Nintendo has unveiled plans for its long-awaited online subscription service. The service will let gamers pay to have access to older Nintendo games and play them on its new console, the Nintendo Switch.

The new service, known as Nintendo Switch Online, is slated to come in 2018 and will let Nintendo Switch owners play a "wide variety of classic games," according to the Kyoto, Japan-based video game giant.


A one-month membership will cost $4, 3 months will cost $8 and a full year will cost $20. "You’ll be able to play compatible co-op and competitive games online by signing in with your Nintendo Account," Nintendo wrote on its website. "Online play will be free for Nintendo Account holders until our paid online service launches in 2018."

The first three games Nintendo showed would be available are "Super Mario Bros. 3," "Dr. Mario" and "Balloon Fight," but more are coming.

The company said that users "can play as many of the games as they want, as often as they like, as long as they have an active subscription," in a statement provided to Kotaku.

Nintendo added that for now, the service would only include NES games, but "Super NES games continue to be under consideration, but we have nothing further to announce at this time."

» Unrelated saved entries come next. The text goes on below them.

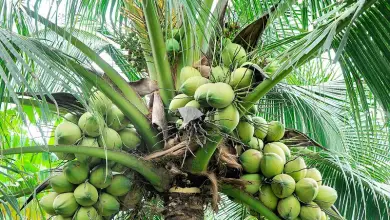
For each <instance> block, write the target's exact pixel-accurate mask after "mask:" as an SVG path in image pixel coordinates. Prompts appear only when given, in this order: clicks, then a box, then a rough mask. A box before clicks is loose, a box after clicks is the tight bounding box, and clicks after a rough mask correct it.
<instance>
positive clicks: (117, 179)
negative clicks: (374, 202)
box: [39, 92, 141, 220]
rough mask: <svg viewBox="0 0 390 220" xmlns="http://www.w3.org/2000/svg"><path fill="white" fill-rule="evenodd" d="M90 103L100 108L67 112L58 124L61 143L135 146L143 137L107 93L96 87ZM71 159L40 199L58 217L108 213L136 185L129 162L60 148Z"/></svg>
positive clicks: (92, 215)
mask: <svg viewBox="0 0 390 220" xmlns="http://www.w3.org/2000/svg"><path fill="white" fill-rule="evenodd" d="M89 104H90V105H91V106H93V107H94V109H96V110H97V111H96V112H95V113H94V114H93V113H91V112H85V113H84V114H82V115H81V116H77V115H74V114H70V113H68V114H66V115H65V116H64V118H65V121H64V122H62V123H61V124H59V125H58V126H57V127H56V129H55V142H56V144H57V145H80V146H88V147H100V148H105V149H111V150H126V151H130V150H134V149H136V148H137V146H139V145H140V143H141V139H140V137H139V135H138V134H137V131H136V130H135V128H134V127H133V126H132V125H131V124H130V122H129V120H128V119H127V118H126V117H125V116H124V114H123V113H122V112H121V111H120V110H119V109H118V107H116V106H115V105H113V104H112V102H111V100H110V99H108V98H107V97H106V96H105V95H104V94H103V93H101V92H96V93H94V94H93V96H92V97H91V98H90V100H89ZM56 154H57V156H58V158H59V159H63V160H69V161H68V162H67V163H66V164H65V166H64V167H63V171H62V173H60V174H57V175H54V176H52V177H51V178H50V186H51V188H52V190H53V192H50V193H48V194H47V195H45V196H43V197H42V198H41V199H40V201H39V203H40V205H41V207H42V208H43V209H44V210H45V211H46V212H47V213H48V214H50V215H53V216H55V217H53V218H52V219H57V220H58V219H75V220H88V219H103V218H102V216H103V217H105V216H111V215H113V214H115V213H117V212H118V211H119V208H120V203H119V200H121V199H124V198H123V197H124V196H125V195H126V194H127V193H128V192H129V191H130V189H131V187H132V185H133V184H132V181H131V178H129V177H128V176H126V175H123V174H122V173H123V172H124V171H125V167H124V166H122V165H121V164H117V163H114V162H112V161H108V162H107V163H106V161H104V160H102V159H100V158H96V157H90V156H86V155H84V154H67V153H56Z"/></svg>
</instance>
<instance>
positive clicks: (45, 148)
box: [1, 145, 169, 192]
mask: <svg viewBox="0 0 390 220" xmlns="http://www.w3.org/2000/svg"><path fill="white" fill-rule="evenodd" d="M43 152H60V153H74V154H84V155H87V156H91V157H98V158H102V159H107V160H109V161H114V162H117V163H119V164H121V165H124V166H126V167H128V168H130V169H132V170H134V171H136V172H138V173H139V174H141V175H142V176H143V177H145V179H147V180H148V181H149V182H150V183H151V184H152V185H153V186H154V188H155V189H156V190H157V191H159V192H164V191H166V190H168V188H169V175H168V173H167V172H166V171H165V170H164V169H162V168H159V167H155V166H154V165H153V164H152V163H150V162H148V161H144V160H142V159H141V158H139V157H136V156H133V155H131V154H128V153H126V152H120V151H113V150H105V149H103V148H96V147H84V146H77V145H57V146H53V145H49V146H28V147H16V148H10V149H6V150H2V151H1V155H2V156H6V155H14V154H26V153H43Z"/></svg>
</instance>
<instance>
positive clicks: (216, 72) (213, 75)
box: [210, 66, 229, 82]
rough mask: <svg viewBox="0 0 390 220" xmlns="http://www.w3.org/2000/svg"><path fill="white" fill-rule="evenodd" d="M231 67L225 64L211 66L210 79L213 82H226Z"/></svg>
mask: <svg viewBox="0 0 390 220" xmlns="http://www.w3.org/2000/svg"><path fill="white" fill-rule="evenodd" d="M228 72H229V69H228V68H226V67H224V66H216V67H211V74H210V80H211V81H213V82H225V81H226V80H227V79H228Z"/></svg>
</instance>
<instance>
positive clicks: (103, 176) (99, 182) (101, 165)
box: [89, 164, 112, 189]
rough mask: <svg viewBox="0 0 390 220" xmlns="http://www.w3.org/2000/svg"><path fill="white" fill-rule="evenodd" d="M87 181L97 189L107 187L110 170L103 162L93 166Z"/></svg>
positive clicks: (103, 188)
mask: <svg viewBox="0 0 390 220" xmlns="http://www.w3.org/2000/svg"><path fill="white" fill-rule="evenodd" d="M89 182H90V183H91V184H92V185H93V186H95V187H96V188H98V189H104V188H107V187H108V186H109V185H110V184H111V182H112V171H111V169H110V168H108V169H106V166H105V164H102V165H99V166H97V167H95V168H94V169H93V170H92V171H91V175H90V176H89Z"/></svg>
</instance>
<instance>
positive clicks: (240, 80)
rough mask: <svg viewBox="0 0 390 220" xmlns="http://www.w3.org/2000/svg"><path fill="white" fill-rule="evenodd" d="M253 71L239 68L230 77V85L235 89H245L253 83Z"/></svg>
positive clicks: (248, 69)
mask: <svg viewBox="0 0 390 220" xmlns="http://www.w3.org/2000/svg"><path fill="white" fill-rule="evenodd" d="M253 80H254V79H253V71H252V70H250V69H247V68H242V67H240V68H237V69H236V70H234V71H233V72H232V74H231V75H230V81H229V85H231V86H232V87H233V88H234V89H240V88H245V87H248V86H250V85H252V83H253Z"/></svg>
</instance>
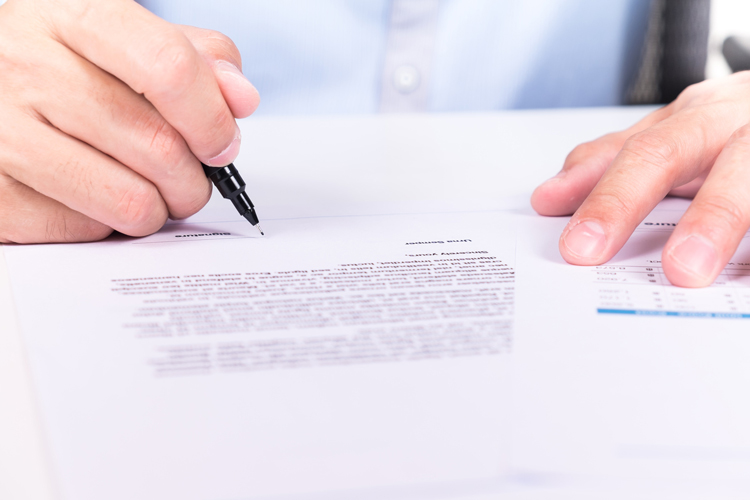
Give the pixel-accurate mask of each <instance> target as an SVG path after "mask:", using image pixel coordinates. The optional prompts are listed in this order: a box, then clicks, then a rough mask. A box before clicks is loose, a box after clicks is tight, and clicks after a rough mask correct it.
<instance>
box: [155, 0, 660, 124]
mask: <svg viewBox="0 0 750 500" xmlns="http://www.w3.org/2000/svg"><path fill="white" fill-rule="evenodd" d="M409 1H410V0H210V1H209V0H142V1H141V3H142V4H143V5H144V6H146V7H147V8H149V9H150V10H152V11H153V12H154V13H156V14H157V15H159V16H161V17H163V18H165V19H167V20H168V21H171V22H174V23H180V24H189V25H193V26H200V27H203V28H210V29H214V30H217V31H221V32H223V33H224V34H226V35H228V36H229V37H231V38H232V40H234V42H235V43H236V44H237V46H238V47H239V49H240V52H241V53H242V58H243V71H244V73H245V75H246V76H247V77H248V78H249V79H250V81H252V82H253V84H254V85H255V86H256V87H257V88H258V90H259V92H260V94H261V99H262V104H261V107H260V109H259V110H258V112H259V113H262V114H309V113H372V112H377V111H379V110H380V111H388V110H398V109H399V107H398V106H399V105H398V104H396V105H395V107H394V106H390V103H389V102H384V99H389V98H388V94H387V92H385V91H386V90H389V89H388V88H386V87H387V86H388V85H391V84H393V82H396V83H398V81H396V78H397V77H398V78H401V77H400V76H398V75H402V76H403V75H405V76H404V78H406V80H403V78H402V80H403V81H401V84H405V83H404V82H406V84H408V83H409V82H410V81H411V80H409V78H411V76H410V75H411V73H409V71H412V69H413V68H412V65H411V64H407V65H406V66H404V65H403V64H402V65H401V66H398V67H397V68H394V67H393V65H391V66H389V61H393V60H397V59H399V54H393V53H389V51H391V52H392V51H399V50H406V51H407V52H408V45H409V44H408V33H409V30H410V29H412V28H415V29H414V31H415V32H421V34H420V35H419V36H420V38H419V39H418V43H421V44H422V46H425V47H427V49H424V50H422V52H421V53H427V52H429V54H427V55H426V56H424V57H426V58H427V59H428V61H427V62H425V61H416V60H415V61H414V68H417V70H419V71H417V70H414V72H415V74H416V75H417V76H418V81H419V85H418V86H419V87H420V90H419V91H418V92H417V91H415V94H414V95H415V96H416V95H417V94H419V93H420V92H421V93H422V99H423V102H422V103H421V104H419V103H418V104H416V105H414V106H413V107H412V108H411V110H424V111H478V110H497V109H517V108H540V107H570V106H606V105H617V104H621V103H622V102H623V97H624V95H625V93H626V91H627V86H628V85H629V83H630V82H632V80H633V78H634V76H635V72H636V70H637V65H638V62H639V60H640V55H641V51H642V44H643V40H644V36H645V31H646V25H647V21H648V16H649V11H650V6H651V5H650V4H651V2H650V0H422V4H423V5H427V3H429V2H430V1H434V2H435V5H436V6H437V7H436V11H435V13H434V14H435V15H434V16H433V17H434V21H431V22H430V23H431V24H430V23H427V24H428V25H425V24H424V23H423V24H422V25H421V28H420V27H419V26H418V25H419V23H418V22H416V21H414V19H412V18H410V17H409V16H410V15H412V13H410V12H409ZM413 1H418V0H413ZM425 2H427V3H425ZM398 9H401V12H400V13H399V12H397V10H398ZM396 14H399V15H400V16H401V17H400V21H398V19H396V18H397V17H398V16H397V15H396ZM423 17H424V16H423ZM428 17H429V16H428ZM397 21H398V22H397ZM399 23H400V24H399ZM412 25H414V26H412ZM425 26H427V27H425ZM397 29H400V30H401V31H400V33H402V34H403V33H406V35H404V36H406V38H404V36H402V37H401V38H398V36H395V35H394V32H396V31H395V30H397ZM420 30H421V31H420ZM396 33H398V32H396ZM425 33H427V35H425ZM425 37H429V38H430V40H427V41H426V40H425ZM394 40H395V42H394ZM399 40H400V42H399ZM404 40H406V43H404ZM397 42H398V43H397ZM404 45H406V46H407V47H406V48H404ZM408 56H409V54H408V53H407V55H406V56H404V57H408ZM424 57H423V58H424ZM402 62H403V61H402ZM404 67H406V68H407V69H409V68H412V69H409V71H407V72H406V73H403V71H404ZM395 71H402V73H403V74H402V73H399V74H398V75H397V74H396V73H394V72H395ZM391 73H393V74H391ZM407 73H408V74H407ZM412 83H413V82H412ZM406 86H407V87H408V86H409V85H406ZM402 87H403V85H402ZM406 90H409V89H406ZM399 92H400V93H402V94H404V89H403V88H400V90H399ZM404 95H406V94H404ZM407 97H408V96H407ZM407 97H405V98H404V99H407ZM404 102H407V101H404ZM404 109H405V110H409V108H408V103H407V108H404Z"/></svg>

Previous Nintendo consoles, including the Wii and Wii U, have access to Nintendo's Virtual Console service, a digital storefront which let users buy older games to play on these systems. The Switch does not have this and Nintendo did not discuss whether it would be bringing the Virtual Console to the Switch, or if the online subscription service was intended to replace it.

This news follows the continued excitement surrounding the Switch, which the company has pinned its hopes on.

A recent report from The Wall Street Journal indicated Nintendo is fighting with other electronics makers, including Apple, for parts, as demand continues to stay strong after the March 3 launch of the Switch.

In a report to investors earlier this year, Nintendo said it sold 2.74 million Switch units, a surprisingly strong figure, despite being launched in March.

Video game developer Capcom recently said it would be bringing "Monster Hunter XX" to the Switch. Other third-party developers, including EA have noticed the surprising success of the console, with EA CEO Andrew P. Wilson telling investors EA "continue[s] to be bullish on [Switch]."